How Is Theft Defined in The State Of Kansas?
In Kansas, theft can be defined in multiple ways. The most common definition is the act of obtaining property that doesn’t belong to you. That is the straightforward version. But, theft can also be defined in other ways. For example, theft by deception is another theft charge. As well as obtaining property that you know to be stolen property, is also theft. The statute states that if you conceal property with the intent to permanently deprive the owner of that item, then you have committed a theft.
What Are The Most Common Types Of Theft Cases In Kansas?
The most common theft cases in Kansas are shoplifting cases. A shoplifting case, for example, occurs if an individual went shopping, for instance at a mall, department store, or a grocery store, and an item is taken from that store without paying for that item. That act of stealing or shoplifting is a misdemeanor crime if the item or items total less than $1,000 in value.
Are People Who Are Charged with Theft Always Arrested?
Not all people who are charged with theft get arrested. With most shoplifting cases, an individual will not be arrested after they commit a theft. There are exceptions, but most individuals caught shoplifting will be given a ticket or a summons to go to court on a given day. Usually that is the case if it is a first-time offense, and if the person lives or resides in Kansas. Unfortunately, if you have been caught shoplifting and you are from out of state, they will generally make an arrest and make you post bond.
Are There Different Levels Of Charges Within Shoplifting Cases?
Shoplifting cases in Kansas can result in different levels of charges depending on the severity of the theft. Severity is dictated by the value, or dollar amount, of property that has been stolen. If the total amount of property stolen is valued at less than $1,000, the charge is a misdemeanor theft, which is Class A misdemeanor. It is the most severe misdemeanor you can get in Kansas, whether the item was $50 or $1000 the law looks at the defendant the same. If the value of stolen property exceeds $1,000, but is less than $25,000 dollars, then the penalties are more severe, and an individual may be charged with a level 9 felony. A felony offense could result in jail time and fines. If you are charged with stolen property worth $25,000 to $100,000, an individual may be charged with a level 7 felony offense. A level 7 felony offense may result in jail time, as well as fines.
The most severe theft charge involves stolen property valued at over $100,000, and will be a level 5 felony charge. Usually, a level 5 felony charge can result in jail time and fines.
Overall, penalties for a theft charge can be dependent on two things. One is the value, and the other is if you have a prior criminal record. If there are multiple thefts on your record, they can elevate it to a felony or if you commit multiple small thefts within seventy-two hours, an exception can be made and a felony charge can be brought as a result.

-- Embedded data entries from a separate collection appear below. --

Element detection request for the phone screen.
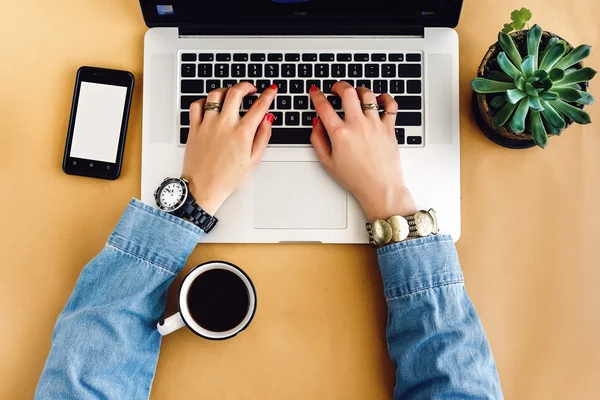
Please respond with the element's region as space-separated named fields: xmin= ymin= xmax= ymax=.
xmin=69 ymin=82 xmax=127 ymax=163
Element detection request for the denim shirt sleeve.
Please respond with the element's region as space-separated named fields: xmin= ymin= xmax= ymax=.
xmin=378 ymin=236 xmax=503 ymax=399
xmin=35 ymin=200 xmax=203 ymax=399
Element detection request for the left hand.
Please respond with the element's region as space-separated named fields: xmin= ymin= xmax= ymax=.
xmin=181 ymin=82 xmax=277 ymax=215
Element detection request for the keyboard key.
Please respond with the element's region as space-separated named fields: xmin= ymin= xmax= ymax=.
xmin=256 ymin=79 xmax=271 ymax=93
xmin=348 ymin=64 xmax=362 ymax=78
xmin=302 ymin=112 xmax=317 ymax=126
xmin=306 ymin=79 xmax=321 ymax=93
xmin=390 ymin=80 xmax=406 ymax=93
xmin=373 ymin=79 xmax=388 ymax=93
xmin=331 ymin=64 xmax=346 ymax=78
xmin=281 ymin=64 xmax=296 ymax=78
xmin=198 ymin=53 xmax=215 ymax=61
xmin=394 ymin=96 xmax=421 ymax=110
xmin=294 ymin=96 xmax=308 ymax=110
xmin=269 ymin=111 xmax=283 ymax=126
xmin=298 ymin=64 xmax=312 ymax=78
xmin=181 ymin=64 xmax=196 ymax=78
xmin=381 ymin=64 xmax=396 ymax=78
xmin=290 ymin=79 xmax=304 ymax=93
xmin=206 ymin=79 xmax=221 ymax=93
xmin=181 ymin=79 xmax=204 ymax=93
xmin=242 ymin=96 xmax=258 ymax=110
xmin=396 ymin=112 xmax=421 ymax=126
xmin=395 ymin=128 xmax=404 ymax=144
xmin=406 ymin=80 xmax=421 ymax=93
xmin=365 ymin=64 xmax=379 ymax=78
xmin=198 ymin=64 xmax=212 ymax=78
xmin=327 ymin=96 xmax=342 ymax=110
xmin=179 ymin=128 xmax=190 ymax=144
xmin=323 ymin=80 xmax=337 ymax=93
xmin=273 ymin=79 xmax=287 ymax=94
xmin=285 ymin=111 xmax=300 ymax=126
xmin=269 ymin=128 xmax=312 ymax=144
xmin=179 ymin=111 xmax=190 ymax=126
xmin=276 ymin=96 xmax=292 ymax=110
xmin=180 ymin=96 xmax=206 ymax=110
xmin=285 ymin=53 xmax=300 ymax=61
xmin=398 ymin=64 xmax=421 ymax=78
xmin=248 ymin=64 xmax=262 ymax=78
xmin=231 ymin=64 xmax=246 ymax=78
xmin=356 ymin=79 xmax=371 ymax=89
xmin=315 ymin=64 xmax=329 ymax=78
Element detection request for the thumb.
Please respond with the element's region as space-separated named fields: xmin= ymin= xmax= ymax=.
xmin=252 ymin=113 xmax=275 ymax=162
xmin=310 ymin=117 xmax=332 ymax=169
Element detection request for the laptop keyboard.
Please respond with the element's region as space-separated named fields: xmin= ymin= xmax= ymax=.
xmin=179 ymin=51 xmax=424 ymax=147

Can Someone Accompanying A Shoplifter Be Charged With Theft As Well?
If someone is accompanying a shoplifter, they usually will not be arrested for shoplifting, assuming it has been established that individual was actually not involved.
It is important to keep in mind that being charged with theft, and convicted of theft, are two separate things. For an individual to be convicted of a crime, the elements of the statute or the ordinance must be proven. The prosecutor is going to have to prove that the person either had the intent to steal and permanently deprive the owner of that item. They still have to meet the statutory requirements.
Are Charges Still Filed If Someone Returns The Stolen Property?
If an individual tries to return stolen property, they may avoid getting charged with a crime. However, it depends on the store or the owners of the property. Ultimately, you have to remember that the cops are not sitting at every corner waiting for somebody to steal something. Generally, individuals that have committed a theft are usually reported. Typically, someone calls the cops, and says this person is shoplifting from my store. Some shop owners or victims of theft may say, “If you bring the item back, I will not call the cops.” Obviously if the cops are never called, or the theft is not reported, there will not be charges brought against you. But, if law enforcement is there, then almost invariably, you will be charged regardless of whether you brought it back.
It is important to know that bringing stolen property back can actually be harmful. Once stolen property is brought back, some shop owners are not as forgiving, and may still report the theft. There may not have been evidence to prove a theft charge before you returned the item, but returning stolen property can provide evidence of wrongdoing and could help convict you.